O ódio da vez dessa gente é o
projeto de "Sinodalidade". Para essa direita, a convocação de um
sínodo pelo Papa Francisco é uma “afronta à tradição". É mais uma
"tática modernista" para entregar a Igreja ao mundo. Primário tudo
isto. Um recuo histórico-teológico, podemos ver o primeiro grande projeto
sinodal na primeira igreja dos Apóstolos/Apóstolas. Seria cobrar demais desta
direita católica saber da primeira Igreja ou da teologia que a fundamenta. A
indigência teológica de toda essa gente é notória e vergonhosa. Não passa de
puro suco de fundamentalismos.
Para exemplificar a paranoia
da vez contra a "Sinodalidade". O tal do Bernardo Kuster está em Roma
fazendo o que chama de "cobertura" dos primeiros momentos do Sínodo
para o seu canal e para "orientação" de seus seguidores bem ao "estilo
Olavo de Carvalho". A primeira deprimente live é intitulada: "DIRETO
DE ROMA: O ecumenismo invade a Vigília no Vaticano". A "tese"
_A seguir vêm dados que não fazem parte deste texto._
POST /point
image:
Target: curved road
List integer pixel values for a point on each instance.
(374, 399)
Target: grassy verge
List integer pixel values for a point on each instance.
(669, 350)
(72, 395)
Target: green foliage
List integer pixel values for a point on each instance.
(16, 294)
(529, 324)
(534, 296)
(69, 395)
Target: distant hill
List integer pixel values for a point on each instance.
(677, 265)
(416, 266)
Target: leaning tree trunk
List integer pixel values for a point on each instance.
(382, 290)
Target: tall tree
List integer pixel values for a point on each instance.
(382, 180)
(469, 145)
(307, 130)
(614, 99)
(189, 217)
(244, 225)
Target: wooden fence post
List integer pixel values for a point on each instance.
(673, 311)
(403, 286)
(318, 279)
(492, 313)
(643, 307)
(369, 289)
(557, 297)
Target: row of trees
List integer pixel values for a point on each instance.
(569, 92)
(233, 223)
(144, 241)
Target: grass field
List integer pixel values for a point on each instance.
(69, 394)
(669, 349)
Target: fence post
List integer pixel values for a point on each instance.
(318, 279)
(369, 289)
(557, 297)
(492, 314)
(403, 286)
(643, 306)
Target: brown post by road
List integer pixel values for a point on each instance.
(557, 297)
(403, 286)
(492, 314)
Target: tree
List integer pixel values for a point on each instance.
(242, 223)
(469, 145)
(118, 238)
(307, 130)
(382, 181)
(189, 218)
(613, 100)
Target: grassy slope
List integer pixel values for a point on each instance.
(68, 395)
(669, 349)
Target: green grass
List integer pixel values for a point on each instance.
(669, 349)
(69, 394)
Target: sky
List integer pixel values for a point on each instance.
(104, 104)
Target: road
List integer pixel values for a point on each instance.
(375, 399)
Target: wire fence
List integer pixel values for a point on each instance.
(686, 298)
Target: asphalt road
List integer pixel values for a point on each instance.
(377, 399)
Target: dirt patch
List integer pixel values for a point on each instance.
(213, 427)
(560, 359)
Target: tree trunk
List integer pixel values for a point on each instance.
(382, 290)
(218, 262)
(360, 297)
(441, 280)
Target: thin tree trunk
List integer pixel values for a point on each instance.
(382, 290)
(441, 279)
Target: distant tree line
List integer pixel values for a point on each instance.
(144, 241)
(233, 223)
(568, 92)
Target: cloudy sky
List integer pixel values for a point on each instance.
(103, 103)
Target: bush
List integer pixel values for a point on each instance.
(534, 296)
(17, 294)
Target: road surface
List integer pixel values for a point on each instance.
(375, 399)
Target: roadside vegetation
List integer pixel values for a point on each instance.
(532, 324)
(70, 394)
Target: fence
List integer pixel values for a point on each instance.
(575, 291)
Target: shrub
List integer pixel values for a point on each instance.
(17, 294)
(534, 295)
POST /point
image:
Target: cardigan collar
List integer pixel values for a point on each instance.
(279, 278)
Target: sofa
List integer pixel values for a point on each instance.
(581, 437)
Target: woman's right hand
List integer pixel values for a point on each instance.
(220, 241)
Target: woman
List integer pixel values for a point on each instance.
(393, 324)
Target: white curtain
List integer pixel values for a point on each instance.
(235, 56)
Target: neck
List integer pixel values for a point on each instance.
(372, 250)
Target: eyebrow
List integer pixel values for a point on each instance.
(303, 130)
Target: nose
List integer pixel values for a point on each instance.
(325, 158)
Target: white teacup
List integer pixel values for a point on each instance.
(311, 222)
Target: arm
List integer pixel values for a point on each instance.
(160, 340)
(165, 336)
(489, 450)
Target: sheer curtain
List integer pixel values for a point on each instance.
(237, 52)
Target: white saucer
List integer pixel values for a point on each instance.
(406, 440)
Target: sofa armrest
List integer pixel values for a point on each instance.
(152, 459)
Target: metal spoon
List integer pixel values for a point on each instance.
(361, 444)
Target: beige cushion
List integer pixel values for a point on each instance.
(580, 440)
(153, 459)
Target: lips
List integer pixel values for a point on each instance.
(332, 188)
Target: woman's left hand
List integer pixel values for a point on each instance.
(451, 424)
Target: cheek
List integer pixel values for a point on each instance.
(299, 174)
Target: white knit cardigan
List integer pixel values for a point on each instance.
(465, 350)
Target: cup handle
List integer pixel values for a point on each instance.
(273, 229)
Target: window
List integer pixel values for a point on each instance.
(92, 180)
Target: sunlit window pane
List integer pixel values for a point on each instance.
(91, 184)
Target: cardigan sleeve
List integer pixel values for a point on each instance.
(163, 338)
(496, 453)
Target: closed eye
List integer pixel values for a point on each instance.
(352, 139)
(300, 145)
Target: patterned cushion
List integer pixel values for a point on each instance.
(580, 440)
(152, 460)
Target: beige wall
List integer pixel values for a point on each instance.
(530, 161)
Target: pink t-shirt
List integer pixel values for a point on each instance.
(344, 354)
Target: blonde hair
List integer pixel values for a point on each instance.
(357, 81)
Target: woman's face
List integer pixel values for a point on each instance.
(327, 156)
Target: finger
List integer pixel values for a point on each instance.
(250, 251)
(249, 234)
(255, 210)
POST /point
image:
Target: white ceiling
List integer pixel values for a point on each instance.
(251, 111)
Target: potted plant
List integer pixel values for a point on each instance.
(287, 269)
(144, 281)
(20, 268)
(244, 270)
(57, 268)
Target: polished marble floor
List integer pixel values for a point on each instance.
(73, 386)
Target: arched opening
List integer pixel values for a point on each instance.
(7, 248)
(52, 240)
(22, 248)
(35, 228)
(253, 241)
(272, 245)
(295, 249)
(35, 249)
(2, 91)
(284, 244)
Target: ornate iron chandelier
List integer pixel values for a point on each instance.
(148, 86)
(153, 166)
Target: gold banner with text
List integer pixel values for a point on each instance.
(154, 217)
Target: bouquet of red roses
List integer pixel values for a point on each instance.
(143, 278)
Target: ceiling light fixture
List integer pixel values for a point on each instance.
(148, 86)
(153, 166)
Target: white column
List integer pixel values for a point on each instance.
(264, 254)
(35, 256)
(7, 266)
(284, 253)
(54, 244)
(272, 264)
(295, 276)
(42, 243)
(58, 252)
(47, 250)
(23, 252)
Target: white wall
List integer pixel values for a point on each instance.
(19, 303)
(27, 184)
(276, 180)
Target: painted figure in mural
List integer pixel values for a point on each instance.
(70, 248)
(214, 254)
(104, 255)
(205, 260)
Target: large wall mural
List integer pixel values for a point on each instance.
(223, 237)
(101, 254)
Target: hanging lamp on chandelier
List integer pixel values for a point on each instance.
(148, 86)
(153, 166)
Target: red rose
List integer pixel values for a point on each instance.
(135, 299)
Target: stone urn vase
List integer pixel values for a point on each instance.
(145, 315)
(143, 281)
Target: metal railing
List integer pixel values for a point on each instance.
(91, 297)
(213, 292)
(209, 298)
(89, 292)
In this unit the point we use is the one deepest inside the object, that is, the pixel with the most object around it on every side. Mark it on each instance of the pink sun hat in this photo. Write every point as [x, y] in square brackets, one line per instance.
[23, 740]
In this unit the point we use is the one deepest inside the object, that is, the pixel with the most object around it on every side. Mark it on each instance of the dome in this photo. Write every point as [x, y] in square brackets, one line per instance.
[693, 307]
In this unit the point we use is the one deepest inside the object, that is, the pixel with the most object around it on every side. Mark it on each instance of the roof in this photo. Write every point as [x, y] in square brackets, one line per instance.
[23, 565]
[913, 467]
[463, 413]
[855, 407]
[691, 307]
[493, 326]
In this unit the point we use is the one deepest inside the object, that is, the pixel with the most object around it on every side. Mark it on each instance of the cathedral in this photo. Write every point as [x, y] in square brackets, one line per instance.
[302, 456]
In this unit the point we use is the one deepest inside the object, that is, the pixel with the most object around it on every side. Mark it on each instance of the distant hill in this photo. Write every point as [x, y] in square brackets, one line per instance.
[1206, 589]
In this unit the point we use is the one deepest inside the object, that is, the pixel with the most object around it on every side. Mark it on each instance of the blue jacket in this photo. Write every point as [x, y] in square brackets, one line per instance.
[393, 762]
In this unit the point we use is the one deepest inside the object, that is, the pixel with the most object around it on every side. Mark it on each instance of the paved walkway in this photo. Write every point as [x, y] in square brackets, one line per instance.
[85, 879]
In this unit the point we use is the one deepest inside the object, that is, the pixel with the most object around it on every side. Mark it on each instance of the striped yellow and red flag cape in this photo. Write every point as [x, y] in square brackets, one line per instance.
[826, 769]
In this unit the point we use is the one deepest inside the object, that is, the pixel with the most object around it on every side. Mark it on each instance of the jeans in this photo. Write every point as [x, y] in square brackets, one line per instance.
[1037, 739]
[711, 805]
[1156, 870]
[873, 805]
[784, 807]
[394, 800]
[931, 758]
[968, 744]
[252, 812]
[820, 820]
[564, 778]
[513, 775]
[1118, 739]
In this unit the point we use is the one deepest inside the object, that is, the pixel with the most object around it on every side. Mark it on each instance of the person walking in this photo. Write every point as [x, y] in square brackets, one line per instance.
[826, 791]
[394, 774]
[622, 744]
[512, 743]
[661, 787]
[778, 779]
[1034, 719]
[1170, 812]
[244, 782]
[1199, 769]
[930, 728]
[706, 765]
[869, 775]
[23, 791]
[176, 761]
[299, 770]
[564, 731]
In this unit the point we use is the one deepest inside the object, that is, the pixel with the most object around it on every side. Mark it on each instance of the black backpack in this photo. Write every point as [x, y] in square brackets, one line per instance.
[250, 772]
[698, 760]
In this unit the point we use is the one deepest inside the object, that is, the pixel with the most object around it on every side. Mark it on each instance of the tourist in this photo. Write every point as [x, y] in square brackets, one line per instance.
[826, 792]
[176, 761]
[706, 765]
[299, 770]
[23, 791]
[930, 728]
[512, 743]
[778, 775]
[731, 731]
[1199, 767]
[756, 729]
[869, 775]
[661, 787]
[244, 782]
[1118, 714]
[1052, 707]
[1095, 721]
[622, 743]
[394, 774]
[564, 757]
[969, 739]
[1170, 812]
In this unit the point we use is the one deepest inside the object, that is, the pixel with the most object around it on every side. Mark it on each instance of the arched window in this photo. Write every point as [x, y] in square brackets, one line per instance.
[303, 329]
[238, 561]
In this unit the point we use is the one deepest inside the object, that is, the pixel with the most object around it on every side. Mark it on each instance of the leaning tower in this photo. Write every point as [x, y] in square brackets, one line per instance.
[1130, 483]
dele é que a Teologia da Libertação tem como objetivo "sequestrar o
Sínodo". Tá tudo lá. Nos 17 minutos da sofrível live vemos toda uma
paranoia sobre o que chama de "bastidores do Sínodo". Triste saber
que milhares de católicos seguem isto. Lamentável, mas real. Faz parte desta
nova e triste face do catolicismo no Brasil.